俺の周りは踏み込みや衝撃波のためにクレーターというか…なんかもうすごいことになっていた。
「終わった…? ケイジ……。」
振り向くと…そこには般若の形相のエリーたちがいた。
「あ、ああ…うん…。」
怒っていたとはいえ、回りのことを少しは考えろと、このあと滅茶苦茶怒られた。
「しかし…おぬしは本当に規格外だな…我と戦っていた時すら本気でなかったのか。

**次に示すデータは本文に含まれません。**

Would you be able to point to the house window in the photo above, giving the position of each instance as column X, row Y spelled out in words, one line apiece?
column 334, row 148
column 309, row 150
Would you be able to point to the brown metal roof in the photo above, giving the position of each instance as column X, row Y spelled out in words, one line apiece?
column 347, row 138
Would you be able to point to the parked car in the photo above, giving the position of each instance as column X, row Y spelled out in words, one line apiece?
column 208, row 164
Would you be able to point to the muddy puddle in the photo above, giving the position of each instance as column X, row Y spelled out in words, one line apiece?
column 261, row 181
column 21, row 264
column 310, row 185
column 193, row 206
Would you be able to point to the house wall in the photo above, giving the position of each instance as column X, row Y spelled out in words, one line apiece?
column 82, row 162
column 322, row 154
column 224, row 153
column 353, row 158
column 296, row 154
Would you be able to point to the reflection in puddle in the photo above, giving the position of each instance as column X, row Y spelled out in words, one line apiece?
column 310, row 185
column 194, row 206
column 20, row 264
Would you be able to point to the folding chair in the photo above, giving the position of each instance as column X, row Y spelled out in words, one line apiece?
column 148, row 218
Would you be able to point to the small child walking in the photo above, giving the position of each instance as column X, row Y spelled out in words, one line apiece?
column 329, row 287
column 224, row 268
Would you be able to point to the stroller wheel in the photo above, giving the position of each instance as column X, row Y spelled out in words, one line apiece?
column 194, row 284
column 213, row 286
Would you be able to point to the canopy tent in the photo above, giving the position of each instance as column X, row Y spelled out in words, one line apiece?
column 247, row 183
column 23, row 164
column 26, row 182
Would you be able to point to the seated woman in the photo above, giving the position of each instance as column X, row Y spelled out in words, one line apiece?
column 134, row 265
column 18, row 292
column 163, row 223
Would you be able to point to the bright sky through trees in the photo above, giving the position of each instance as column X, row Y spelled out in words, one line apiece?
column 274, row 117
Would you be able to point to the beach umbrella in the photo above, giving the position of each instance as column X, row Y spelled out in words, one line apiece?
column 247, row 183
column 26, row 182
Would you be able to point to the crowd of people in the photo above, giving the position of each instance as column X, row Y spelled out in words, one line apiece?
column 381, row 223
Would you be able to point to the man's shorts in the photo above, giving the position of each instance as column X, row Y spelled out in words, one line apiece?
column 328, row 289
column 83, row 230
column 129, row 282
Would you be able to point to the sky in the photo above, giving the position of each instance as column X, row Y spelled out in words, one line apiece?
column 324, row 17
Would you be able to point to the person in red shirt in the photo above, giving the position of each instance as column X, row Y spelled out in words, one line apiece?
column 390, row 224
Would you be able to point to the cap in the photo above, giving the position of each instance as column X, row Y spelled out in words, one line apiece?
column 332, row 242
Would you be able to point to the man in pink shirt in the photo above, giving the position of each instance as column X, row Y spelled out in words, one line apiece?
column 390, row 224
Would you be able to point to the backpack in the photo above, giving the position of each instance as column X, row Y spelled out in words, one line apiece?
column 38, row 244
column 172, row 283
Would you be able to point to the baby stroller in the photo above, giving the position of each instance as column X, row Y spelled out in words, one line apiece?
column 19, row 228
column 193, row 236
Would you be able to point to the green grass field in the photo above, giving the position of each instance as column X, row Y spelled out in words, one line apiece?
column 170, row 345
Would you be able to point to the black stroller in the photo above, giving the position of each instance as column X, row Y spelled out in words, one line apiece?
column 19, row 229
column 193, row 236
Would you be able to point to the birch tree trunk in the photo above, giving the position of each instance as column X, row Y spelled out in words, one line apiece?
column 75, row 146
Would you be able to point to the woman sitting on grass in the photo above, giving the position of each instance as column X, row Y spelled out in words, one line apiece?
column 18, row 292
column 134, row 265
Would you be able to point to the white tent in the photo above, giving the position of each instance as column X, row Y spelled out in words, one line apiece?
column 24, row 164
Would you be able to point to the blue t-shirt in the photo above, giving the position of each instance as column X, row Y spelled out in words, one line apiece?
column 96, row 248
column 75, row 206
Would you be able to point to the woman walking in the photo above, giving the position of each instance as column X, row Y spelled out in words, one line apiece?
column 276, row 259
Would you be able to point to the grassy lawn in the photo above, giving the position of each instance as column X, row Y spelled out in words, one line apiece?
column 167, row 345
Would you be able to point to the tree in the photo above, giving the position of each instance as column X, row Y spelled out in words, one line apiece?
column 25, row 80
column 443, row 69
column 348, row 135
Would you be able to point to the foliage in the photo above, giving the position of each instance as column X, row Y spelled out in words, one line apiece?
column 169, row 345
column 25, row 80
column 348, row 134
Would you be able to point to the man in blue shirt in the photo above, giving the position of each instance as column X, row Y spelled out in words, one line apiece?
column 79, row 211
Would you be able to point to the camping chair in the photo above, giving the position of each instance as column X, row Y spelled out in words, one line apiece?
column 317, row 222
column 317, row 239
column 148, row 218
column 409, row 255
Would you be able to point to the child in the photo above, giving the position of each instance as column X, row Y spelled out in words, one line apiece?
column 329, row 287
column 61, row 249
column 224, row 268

」
「あーまあなぁ…普段は制限かけてるよ、つまらんし。」
「そうか…ヤタの時も手加減してくれたのだな。」
「そういうこった。」
「おぬしに敵う…もしくは楽しませれる存在など、この世界には存在せぬよ。」
「そんときはそんときだなぁ…」
最悪、世界を渡ればいいしな。
「…………ケイジ…………私達が………いる……」
「…………ああ、そうだ……ーーーッッ!?!?」
バッと振り向くと、謎の物体Xになっていたオゼットが立っている。
その体はぼろぼろで、けれど崩れる傍から修復されようとして、また崩れて…。
「オゼット…お前それは……」
「ギャハハハハハア!もういい!もうどうでもよいわ!!
貴様らまるごと、しねえええええええええええええええええええええ!!!!」
その瞬間、オゼットの気が爆発的に広がり…ドカン…とはいかず、ドサリ…とオゼットが倒れた。
気が完全に消えている…死んだのか…?
そう思っていると、急遽地震が起こった。
「いかん!あやつ風の大魔水晶と繋がっておったのか………」
「つまりどういうことだってばよ」
「この島は、複数の風の大魔水晶が浮力となって浮いているのは話したな?
あやつの変貌はその大魔水晶を取り込んだことだったようだ。
そしてあやつは最後に、その魔水晶を壊した、少なくとも島との接続は絶たれた。
つまり…………この島は、落ちる。」
「な、なんだってーー!?」
「く、くそう!!
ヤタあああああ!! こうなったら落ちる3分までにできる事をおおおお!!?」
「あほかああああ!!!」
シコウがヤタさんにどこぞのスイーパーみたいなことを言いながらルパ○ダイブをしようとしてふっとばされている。
ふむ…さてどうしたものか……。
島は四国程の大きさだ、いくらリミッター全解除とはいえ、消滅させるのはさすがに厳しい。
かといって放置すれば星がやばいことになる。
てかこの島作った奴ちょっと考えろよ…落ちちゃったときどうすんだよ…。
やばいな……本当…どうしたもんかねぇ…。